Due anni e sei mesi a una maîtresse: era accusata anche di sequestro
La donna, una 55enne brasiliana, era stata denunciata da una connazionale che affermava di essere stata rinchiusa e costretta a prostituirsiSono cadute le accuse più gravi a carico di S.F.C., la donna di nazionalità brasiliana rinviata a giudizio per sequestro di persona e sfruttamento della prostituzione dopo la denuncia di una connazionale nel giugno di due anni fa. Per la sola ipotesi di favoreggiamento della prostituzione l’imputata, classe 1969, residente a Saluzzo, è stata condannata dal giudice Giovanni Mocci a due anni e sei mesi di carcere.

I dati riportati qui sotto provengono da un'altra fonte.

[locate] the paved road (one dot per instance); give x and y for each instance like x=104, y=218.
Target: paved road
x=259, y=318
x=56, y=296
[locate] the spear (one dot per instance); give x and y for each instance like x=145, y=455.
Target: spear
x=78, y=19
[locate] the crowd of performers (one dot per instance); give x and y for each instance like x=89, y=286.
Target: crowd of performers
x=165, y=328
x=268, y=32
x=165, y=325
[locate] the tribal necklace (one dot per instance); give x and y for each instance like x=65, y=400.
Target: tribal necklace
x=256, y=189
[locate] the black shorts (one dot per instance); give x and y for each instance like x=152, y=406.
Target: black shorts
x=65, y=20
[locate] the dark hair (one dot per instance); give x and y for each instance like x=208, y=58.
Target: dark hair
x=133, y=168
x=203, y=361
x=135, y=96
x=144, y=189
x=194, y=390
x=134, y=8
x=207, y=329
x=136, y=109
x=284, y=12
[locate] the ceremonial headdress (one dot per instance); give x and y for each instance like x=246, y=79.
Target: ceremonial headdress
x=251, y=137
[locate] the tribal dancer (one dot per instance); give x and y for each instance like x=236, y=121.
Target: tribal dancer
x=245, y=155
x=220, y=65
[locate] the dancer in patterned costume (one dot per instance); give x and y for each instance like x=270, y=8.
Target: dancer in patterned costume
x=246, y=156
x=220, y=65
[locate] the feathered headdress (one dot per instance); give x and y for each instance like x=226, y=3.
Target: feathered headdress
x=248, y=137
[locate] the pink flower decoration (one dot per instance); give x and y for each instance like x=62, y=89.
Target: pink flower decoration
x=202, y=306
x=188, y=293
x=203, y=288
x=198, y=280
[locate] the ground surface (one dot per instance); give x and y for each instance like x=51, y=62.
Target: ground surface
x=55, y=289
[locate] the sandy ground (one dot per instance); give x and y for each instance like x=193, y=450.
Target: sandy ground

L’indagine a suo carico era partita da una segnalazione del console onorario del Brasile a Venezia, raggiunta da una ragazza che le aveva raccontato di essere stata segregata a Cuneo. La giovane era da poco in Italia e non conosceva la lingua: affermava inoltre di non sapere dove si trovasse l’appartamento in cui era stata rinchiusa. Solo leggendo una bolletta aveva individuato l’indirizzo presunto e chiesto aiuto alla rappresentante diplomatica del suo Paese, tramite il cellulare. Dalle ricerche sull’utenza telefonica, intestata alla zia della persona offesa, è emerso in seguito che il numero della brasiliana era associato a un’inserzione su un sito d’incontri a luci rosse.
Gli agenti della Squadra Mobile della Questura l’avevano rintracciata in un alloggio di via Schiaparelli, al civico 12. Qui i poliziotti avevano identificato anche la presunta maîtresse e trovato un’agenda su cui erano trascritte varie somme di denaro, ritenute provento dell’attività di lenocinio. In aula l’imputata ha ammesso di svolgere a sua volta l’attività di prostituta e di aver aiutato la connazionale, presentatale dalla zia: “Mi sono convinta che quando lei è arrivata in Italia fosse già tutto organizzato, per farle avere il permesso di soggiorno. Qualcuno deve averle detto che facendo una denuncia per sequestro avrebbe avuto maggiori possibilità di ottenere un permesso e di non essere espulsa”.
Al termine dell’istruttoria il sostituto procuratore aveva chiesto una condanna a tre anni per entrambi i capi d’imputazione, pur inquadrando la vicenda in un “contesto domestico”: “Non stiamo parlando di quei fenomeni che conosciamo dalla cronaca giudiziaria, dove è implicata la criminalità organizzata e c’è una vera tratta”. Anche il sequestro di persona, a giudizio dell’accusa, era provato almeno per un intero pomeriggio: a dimostrarlo il fatto che la donna avesse inviato note vocali nelle quali affermava di essere “rinchiusa” e non avesse ricevuto nessun cliente. Quanto allo sfruttamento, il procuratore ha rilevato che “la divisione delle spese di casa è già un vantaggio economico, perché è un risparmio di spesa. Ad avviso della Procura, quello dell’imputata è stato un vero investimento sull’attività della persona offesa”.
Gli avvocati Stefania Martino e Alessandra Piano, per la difesa, si sono concentrate invece sulle “numerose lacune” dell’autrice della denuncia, che sarebbero emerse sia dalle prime dichiarazioni che in incidente probatorio. Rilevante, a giudizio dei legali, il fatto che lei stessa si fosse messa in contatto con uno studio fotografico di Torino per realizzare foto nuda e in lingerie: “Sapeva che cosa andasse a fare e l’ha chiesto lei stessa. E la zia lo sapeva a sua volta, infatti ha chiesto all’imputata di aiutarla con la lingua”. Se davvero fosse stata sequestrata, hanno osservato inoltre le legali, “sarebbe potuta uscire per chiedere aiuto. Tutto questo non è stato fatto. Era lei che apriva la porta ai clienti”.